Se trata de una de las iglesias más antiguas que existen en Chile. La Iglesia San Vicente Ferrer, perteneciente a la Orden de Predicadores (Padres Dominicos), comenzó su historia a fines del siglo XVIII.
Esto ocurrió cuando el matrimonio formado por Juan Gainsborough y su esposa construyeron una capilla en la antigua hacienda Apoquindo, ubicada en el lugar, en conmemoración de sus dos hijos fallecidos. Un rasgo distintivo del pequeño templo fueron sus dos torres coronadas con cúpulas de cobre y dos veletas con figuras infantiles, levantadas en homenaje a sus dos hijos.

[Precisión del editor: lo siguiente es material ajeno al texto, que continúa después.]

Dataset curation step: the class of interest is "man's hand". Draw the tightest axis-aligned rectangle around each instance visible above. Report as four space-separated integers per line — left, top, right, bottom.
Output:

En 1803, tras enviudar, Gainsborough donó a la Orden de los Dominicos la capilla, junto con la torre, la sacristía, la casa y el patio de la hacienda, estableciendo como condición que se mantuviera el templo. Más tarde, en 1847, se llevó a cabo una reconstrucción de éste, otorgándole la apariencia que mantiene hasta la actualidad.
En 1983, la iglesia y otras construcciones anexas fueron declaradas Monumento Histórico. Debido a su antigüedad y el paso del tiempo, la iglesia ha sufrido una serie de desperfectos, los que cada cierto tiempo deben ser reparados.